In a toxicity chart each bar represents a class and the height of the bar shows the toxicity score for that class. The score is based on several metrics (more on that below) and the higher the score the more toxic the class. The individual components of the score are coloured. For example, the contribution of the method length metric to the overall score is shown in orange. This makes it possible to see at a glance not only how toxic a codebase is but also how the problems are distributed. If there is a lot of purple and orange in the chart, this indicates long and complex methods, which means that the code is probably hard to test on a unit level. Lastly, classes that score zero points are left off the chart.
The calculation of the toxicity score is based on metrics and thresholds. For example, the method length metric has a threshold of 30. If a class contains a method that is longer it gets points proportional to the length of the method in relation to the threshold, e.g. a method with 45 lines of code would get 1.5 points because its length is 1.5 times the threshold. The score for all elements is added up. So, if a class comprises two methods, one that is 45 lines and another that is 60 lines long, the method length component of the score for the class will be 3.5 points. This means that elements are not just classified as toxic but the score reflects how toxic the element is.
The following table shows the metrics that make up the toxicity score and the corresponding base threshold on which the multipliers are based.
|Class Fan-Out Complexity||class||30|
|Class Data Abstraction Coupling||class||10|
|Anon Inner Length||inner class||35|
|Nested If Depth||statement||3|
|Nested Try Depth||statement||2|
|Boolean Expression Complexity||statement||3|
|Missing Switch Default||statement||1|
At this point you might wonder where the selection of metrics and thresholds comes from. Well, we made them up. When we designed the toxicity chart we made a call on what constitutes “toxic” as opposed to just bad. Of course, staying with the method length metric, we normally wouldn’t want to see a 15-line method but that might be disputed. However, we hope that nobody thinks that a 30-line method is acceptable. And in case you’re really uncomfortable with the thresholds, you can obviously change them to build your own toxicity score. We do suggest, though, that you try the values presented here first.
Like many visualisations the creation of the toxicity chart falls into two steps: data acquisition and rendering.
Step 1: For Java projects Checkstyle is the easiest way to get the metrics. The score table above easily translates into a Checkstyle configuration file, which, by the way, is included in the Zip archive attached to this page. Assuming this file is named “metrics.xml” Checkstyle can be invoked like this:
java -jar checkstyle.jar -c metrics.xml -r <source_dir> -f xml -o toxicity.xml
Afterwards, the file “toxicity.xml” contains a list of all components for the toxicity score in an XML format.

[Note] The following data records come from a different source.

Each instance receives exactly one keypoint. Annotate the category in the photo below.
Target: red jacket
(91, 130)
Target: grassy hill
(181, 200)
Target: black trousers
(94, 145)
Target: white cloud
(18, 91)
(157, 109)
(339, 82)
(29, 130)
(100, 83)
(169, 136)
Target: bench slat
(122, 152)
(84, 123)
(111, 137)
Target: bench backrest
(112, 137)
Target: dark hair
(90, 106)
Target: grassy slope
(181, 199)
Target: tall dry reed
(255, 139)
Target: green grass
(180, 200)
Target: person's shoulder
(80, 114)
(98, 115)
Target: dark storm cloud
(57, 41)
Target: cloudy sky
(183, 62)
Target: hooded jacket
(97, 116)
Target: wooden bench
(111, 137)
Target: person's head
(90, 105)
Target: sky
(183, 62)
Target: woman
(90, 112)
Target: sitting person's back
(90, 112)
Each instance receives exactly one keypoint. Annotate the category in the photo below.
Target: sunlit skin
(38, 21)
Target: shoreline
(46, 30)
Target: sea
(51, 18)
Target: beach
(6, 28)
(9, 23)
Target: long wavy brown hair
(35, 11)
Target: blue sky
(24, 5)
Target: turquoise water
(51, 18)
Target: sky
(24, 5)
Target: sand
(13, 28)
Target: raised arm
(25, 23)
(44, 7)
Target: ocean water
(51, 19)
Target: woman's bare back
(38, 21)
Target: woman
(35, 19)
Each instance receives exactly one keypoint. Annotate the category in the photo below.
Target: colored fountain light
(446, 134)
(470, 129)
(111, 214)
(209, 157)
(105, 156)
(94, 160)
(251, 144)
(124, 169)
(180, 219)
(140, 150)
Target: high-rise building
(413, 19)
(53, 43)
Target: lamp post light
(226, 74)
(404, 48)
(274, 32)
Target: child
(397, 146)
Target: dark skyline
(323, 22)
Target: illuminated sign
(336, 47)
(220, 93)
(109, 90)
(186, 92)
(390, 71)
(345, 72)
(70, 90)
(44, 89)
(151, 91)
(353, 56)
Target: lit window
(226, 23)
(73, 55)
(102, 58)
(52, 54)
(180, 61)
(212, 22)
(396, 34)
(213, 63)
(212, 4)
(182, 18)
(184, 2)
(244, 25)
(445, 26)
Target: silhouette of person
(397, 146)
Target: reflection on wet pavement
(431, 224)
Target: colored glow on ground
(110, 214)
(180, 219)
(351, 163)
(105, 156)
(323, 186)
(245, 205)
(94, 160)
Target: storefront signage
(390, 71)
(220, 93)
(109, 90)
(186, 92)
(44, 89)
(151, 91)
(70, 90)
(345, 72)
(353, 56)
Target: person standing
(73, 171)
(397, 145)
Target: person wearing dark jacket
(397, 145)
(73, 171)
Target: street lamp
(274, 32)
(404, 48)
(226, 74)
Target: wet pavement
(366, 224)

Similar tools for other languages should be able to create similar output. It is not a huge problem if the output is somewhat different as it’s always possible to change step 2 to handle different input formats.

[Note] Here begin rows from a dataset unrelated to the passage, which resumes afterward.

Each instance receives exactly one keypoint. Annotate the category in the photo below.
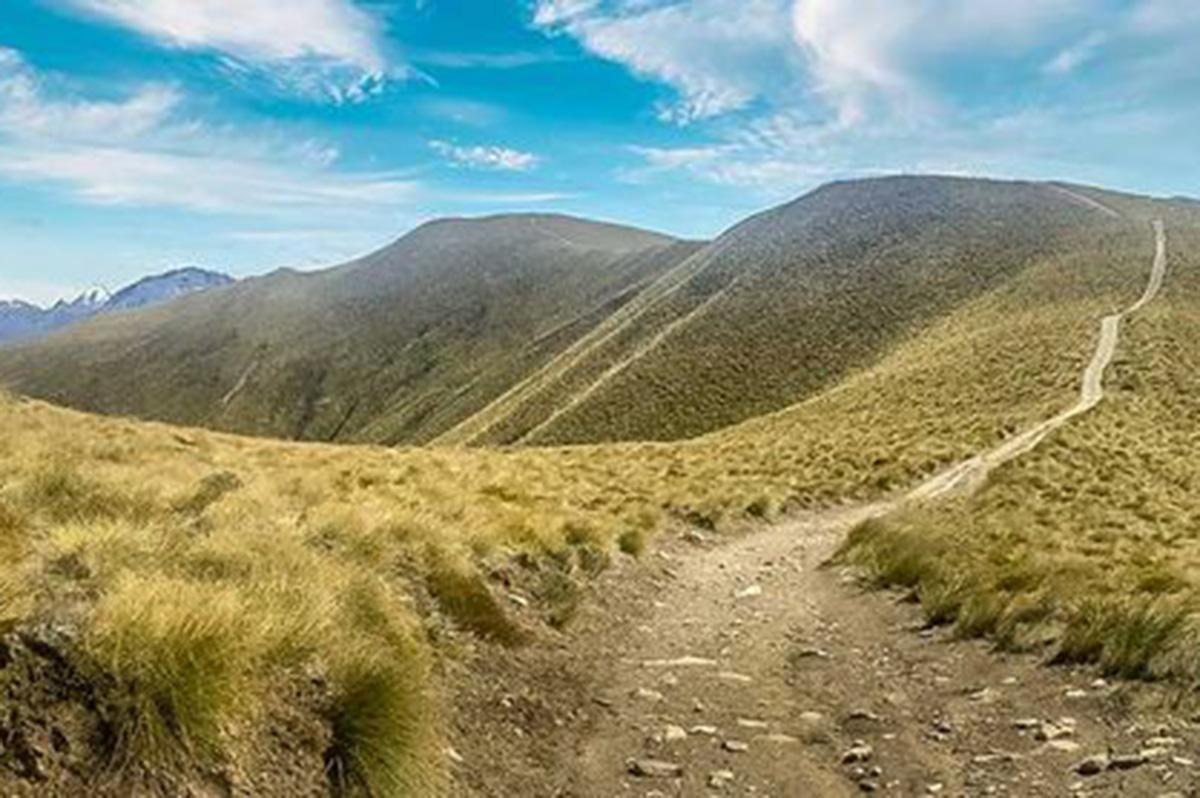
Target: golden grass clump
(179, 657)
(205, 570)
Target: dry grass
(264, 558)
(1090, 546)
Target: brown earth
(711, 646)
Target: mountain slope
(165, 287)
(22, 321)
(786, 304)
(19, 321)
(395, 347)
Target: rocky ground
(739, 666)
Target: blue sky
(250, 135)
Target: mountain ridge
(22, 321)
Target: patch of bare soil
(55, 741)
(743, 667)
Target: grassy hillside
(276, 612)
(396, 347)
(1091, 544)
(787, 304)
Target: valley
(862, 496)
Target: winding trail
(742, 667)
(970, 474)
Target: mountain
(177, 598)
(786, 304)
(399, 346)
(550, 330)
(166, 287)
(23, 321)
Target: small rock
(810, 652)
(1053, 732)
(1127, 761)
(1163, 742)
(681, 661)
(730, 676)
(720, 779)
(673, 733)
(781, 739)
(995, 757)
(1093, 765)
(654, 769)
(858, 753)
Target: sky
(251, 135)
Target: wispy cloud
(1077, 55)
(143, 150)
(718, 55)
(321, 48)
(486, 156)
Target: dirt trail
(742, 667)
(970, 474)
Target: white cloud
(196, 181)
(718, 55)
(879, 52)
(486, 157)
(25, 109)
(327, 48)
(1077, 55)
(143, 150)
(34, 291)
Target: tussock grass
(179, 655)
(315, 559)
(61, 493)
(1089, 546)
(462, 594)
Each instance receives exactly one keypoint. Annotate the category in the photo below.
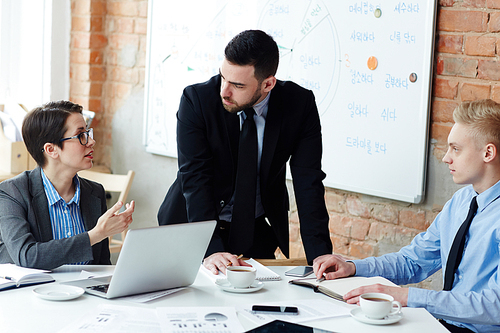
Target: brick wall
(108, 63)
(108, 52)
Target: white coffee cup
(378, 305)
(241, 276)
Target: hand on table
(332, 266)
(220, 260)
(399, 294)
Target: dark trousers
(264, 244)
(453, 328)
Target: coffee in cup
(378, 305)
(241, 276)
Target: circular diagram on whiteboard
(308, 43)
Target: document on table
(199, 319)
(311, 309)
(116, 318)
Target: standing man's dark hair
(254, 48)
(46, 124)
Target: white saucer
(391, 319)
(58, 292)
(226, 286)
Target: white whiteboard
(374, 121)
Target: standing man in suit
(235, 134)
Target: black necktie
(457, 248)
(243, 218)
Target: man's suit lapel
(40, 205)
(271, 133)
(233, 131)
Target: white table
(22, 311)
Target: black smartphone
(300, 271)
(270, 309)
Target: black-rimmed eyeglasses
(82, 137)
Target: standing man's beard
(236, 107)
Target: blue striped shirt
(66, 218)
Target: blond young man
(471, 302)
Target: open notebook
(336, 289)
(263, 273)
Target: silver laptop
(154, 259)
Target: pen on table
(237, 258)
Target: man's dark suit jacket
(207, 140)
(26, 232)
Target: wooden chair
(112, 183)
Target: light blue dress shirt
(260, 123)
(474, 300)
(66, 218)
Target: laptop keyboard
(101, 288)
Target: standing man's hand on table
(220, 260)
(333, 266)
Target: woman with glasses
(49, 216)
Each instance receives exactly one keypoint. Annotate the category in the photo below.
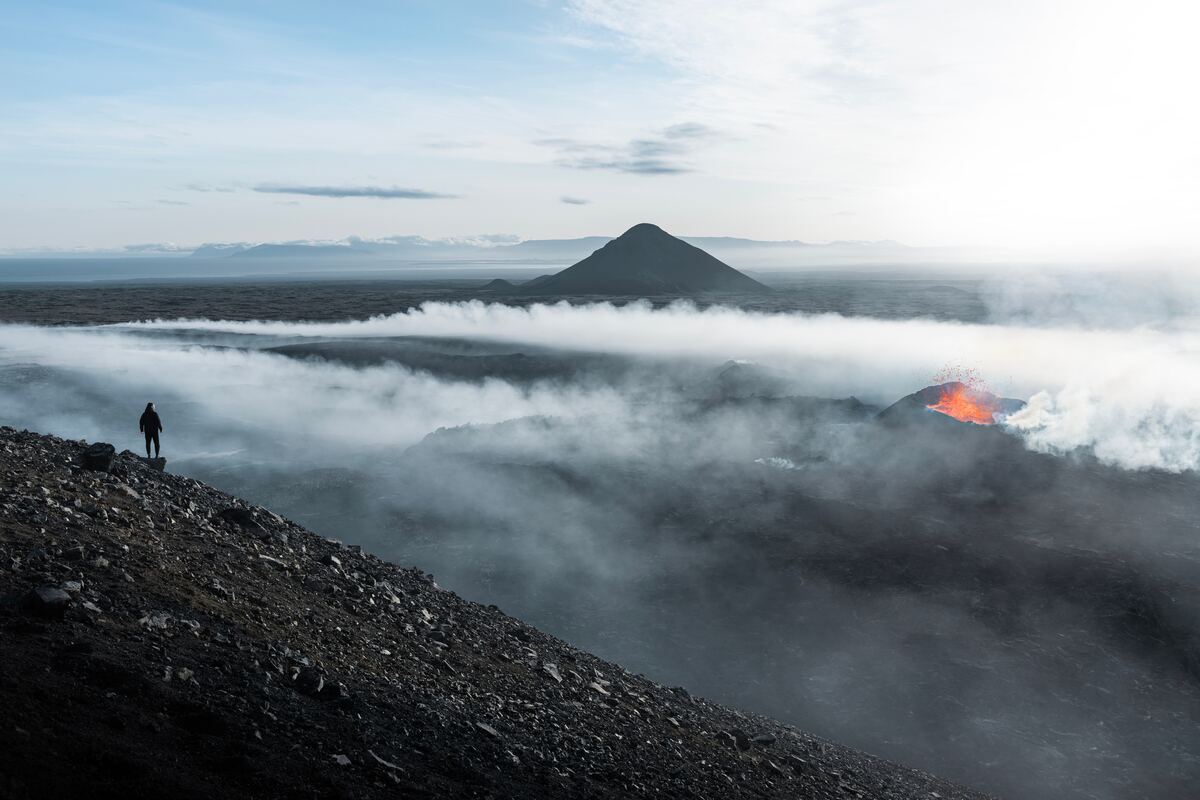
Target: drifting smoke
(1131, 396)
(679, 507)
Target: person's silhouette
(150, 425)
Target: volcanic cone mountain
(936, 404)
(646, 260)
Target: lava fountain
(966, 403)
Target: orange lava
(966, 404)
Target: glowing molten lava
(966, 403)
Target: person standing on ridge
(150, 425)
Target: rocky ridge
(161, 638)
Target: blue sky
(1032, 125)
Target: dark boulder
(99, 457)
(243, 518)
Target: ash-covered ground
(705, 494)
(163, 639)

Step 2: What is required next is to read the data from XML, aggregate it on a per-class level, and then render the bar chart. Microsoft Excel is good at the latter two but it needs a bit of help to read the XML file. This help comes in the form of a small piece of VBA code. The attached Excel workbook contains a sheet to load the data, an “Open XML” button backed by said VBA code, a pivot table to do the aggregation, and the chart based on the table. So, step 2, really is to open the Excel workbook and load the XML file. That’s all.
Now, if you know me you know that I’ve been working with Macs for a very long time. So, naturally, I’d like to use Excel on the Mac but, alas, in its current version it does not support VBA anymore. So, unfortunately, it’s VMWare Fusion for this one.
This Zip archive contains everything needed to create a toxicity chart for Java. The spreadsheet can be adapted to read input file formats created by tools for different languages; just edit the VBA behind the “Data” sheet.